John F. Kelly, the new White House chief of staff, called Sessions on Saturday, the day after he was appointed, to assure him that his position as attorney general is safe and to tell him that the Trump White House supports his work and wants him to continue, according to two people familiar with the conversation. Although the president is still unhappy with Sessions, Kelly told him that Trump does not plan to fire him or want him to resign, the person said.
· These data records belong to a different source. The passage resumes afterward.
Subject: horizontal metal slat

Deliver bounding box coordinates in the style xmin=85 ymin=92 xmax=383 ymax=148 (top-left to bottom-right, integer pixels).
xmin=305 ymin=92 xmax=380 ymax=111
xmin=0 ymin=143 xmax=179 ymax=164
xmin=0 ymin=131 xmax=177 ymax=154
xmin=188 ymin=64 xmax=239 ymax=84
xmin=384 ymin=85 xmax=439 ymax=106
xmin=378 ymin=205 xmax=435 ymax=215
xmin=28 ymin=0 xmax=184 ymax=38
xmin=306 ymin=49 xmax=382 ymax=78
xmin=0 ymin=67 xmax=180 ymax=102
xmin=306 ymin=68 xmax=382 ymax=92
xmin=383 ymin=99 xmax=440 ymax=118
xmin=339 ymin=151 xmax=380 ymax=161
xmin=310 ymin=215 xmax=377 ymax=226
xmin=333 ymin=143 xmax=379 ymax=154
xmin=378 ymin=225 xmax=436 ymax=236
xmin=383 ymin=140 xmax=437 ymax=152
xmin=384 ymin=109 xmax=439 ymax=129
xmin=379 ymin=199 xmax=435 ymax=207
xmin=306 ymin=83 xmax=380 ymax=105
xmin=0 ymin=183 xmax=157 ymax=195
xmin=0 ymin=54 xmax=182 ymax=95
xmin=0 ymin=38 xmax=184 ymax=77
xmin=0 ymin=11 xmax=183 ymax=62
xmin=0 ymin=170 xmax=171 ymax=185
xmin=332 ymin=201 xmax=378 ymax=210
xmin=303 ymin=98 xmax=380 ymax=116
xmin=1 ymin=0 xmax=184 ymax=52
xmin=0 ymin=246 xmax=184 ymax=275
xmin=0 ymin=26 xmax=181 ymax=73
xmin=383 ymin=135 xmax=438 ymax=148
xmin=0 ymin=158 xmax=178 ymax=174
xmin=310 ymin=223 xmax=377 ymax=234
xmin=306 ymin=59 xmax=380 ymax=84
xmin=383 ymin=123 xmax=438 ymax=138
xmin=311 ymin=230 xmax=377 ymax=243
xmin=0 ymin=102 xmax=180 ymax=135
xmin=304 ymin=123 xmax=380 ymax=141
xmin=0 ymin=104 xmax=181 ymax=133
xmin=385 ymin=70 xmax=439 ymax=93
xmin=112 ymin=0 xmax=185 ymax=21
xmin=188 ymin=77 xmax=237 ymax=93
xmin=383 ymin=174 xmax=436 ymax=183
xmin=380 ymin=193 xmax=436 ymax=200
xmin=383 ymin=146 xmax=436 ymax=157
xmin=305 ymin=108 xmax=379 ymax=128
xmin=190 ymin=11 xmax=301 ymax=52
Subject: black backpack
Kelly’s call came after a week of criticism in interviews and tweets by Trump of his attorney general.

Some Republican operatives also see the affirmative action initiative as a strategic play by the White House to rally middle-class and upper-middle-class white voters, especially as the Republican agenda on Capitol Hill has stalled.
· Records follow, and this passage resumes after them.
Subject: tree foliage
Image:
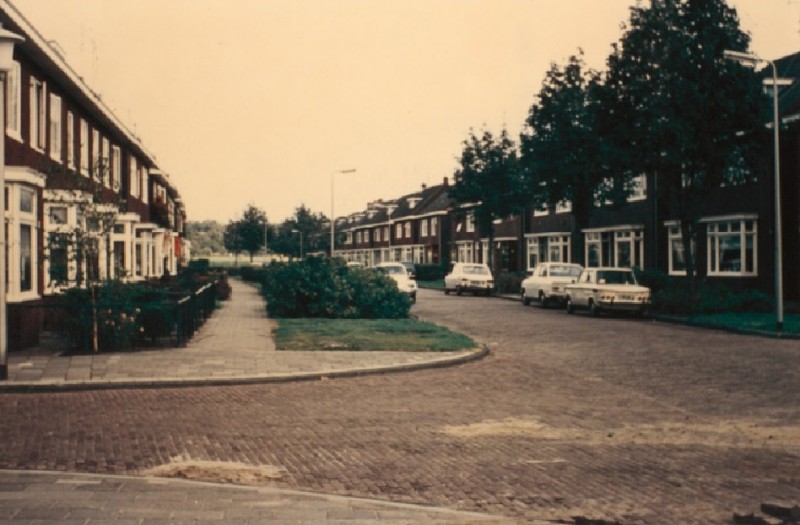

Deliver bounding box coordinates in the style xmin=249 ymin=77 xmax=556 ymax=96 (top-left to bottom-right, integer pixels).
xmin=450 ymin=127 xmax=523 ymax=271
xmin=185 ymin=221 xmax=225 ymax=255
xmin=596 ymin=0 xmax=769 ymax=278
xmin=520 ymin=52 xmax=610 ymax=262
“This touches a lot of issues and talks right to the folks who look at college admissions and believe slots for their kids are being taken, whether it’s by illegal immigrants or by other groups,” said Brett O’Donnell, a veteran Republican consultant. “It strikes to the heart of how they feel college is increasingly unaffordable and sometimes impossible to get into.”



Anthony Scaramucci wants to tell his own story.

Following his departure from the White House after less than 11 days as communications director, Scaramucci will be hosting an online event on Friday where he will address the American people directly.
Scaramucci said this daytime event — which will be broadcast on various live platforms with help from former Fox News co-president Bill Shine — will give him the opportunity to reach and communicate with the President’s base.
Although his time as communications director was notably short, Scaramucci told CNN he only anticipated being in the position six to nine months. Scaramucci said he was brought into the White House as a “special purpose vehicle” to disrupt the culture of leaking and counterproductive infighting.
On Wednesday, CNN obtained an internal memo that detailed his other goals, which included things like trying to improve press relations and create more content from within the White House.
Scaramucci was fired from the Trump administration by new chief of staff John Kelly days after a New Yorker article detailed a conversation between Scaramucci and reporter Ryan Lizza. During the profanity-laced conversation, Scaramucci accused former Trump chief of staff Reince Priebus of being the source of West Wing leaks and said “I’m not Steve Bannon, I’m not trying to suck my own c–k,” among other things.
Scaramucci said he believes his story is being misconstrued, however, and said had he known he was speaking on the record he would have not spoken in such a vulgar manner on behalf of the President.
However, Scaramucci told CNN he still considers his short tenure in the White House successful. Both former White House press secretary Sean Spicer and Priebus left during his time as communications director.
Scaramucci told CNN he believes he was the target of both parties, and that the media has painted him as a loose cannon.
As for what’s next after Friday’s event, Scaramucci plans to go dark until after Labor Day, when he will announce his next venture after he evaluates his various media and finance-related opportunities.
Time for… Trump Tweets! A daily ritual
“I love the White House, one of the most beautiful buldings (homes) I have ever seen. But Fake News said I called it a dump – TOTALLY UNTRUE”
“I campaigned on creating a merit-based immigration system that protects U.S. workers & taxpayers. Watch: [Link]”
“Why the Rust Belt just gave Donald Trump a hero’s welcome” [Link to an article on the New York Post]
“It was my honor to pay tribute to a VET who went above & beyond thecall of duty to PROTECT our COMRADES, our COUNTRY, & OUR FREEDOM!”
“Small business owners are the DREAMERS & INNOVATERS who are powering us into the future!”
Proof Kelly is doing a good job: By Trump standards, this has been a pretty mellow week in terms of Trump tweets. Are we finally entering some degeree of normalcy..?
That’s all for today, I’ll be back tomorrow.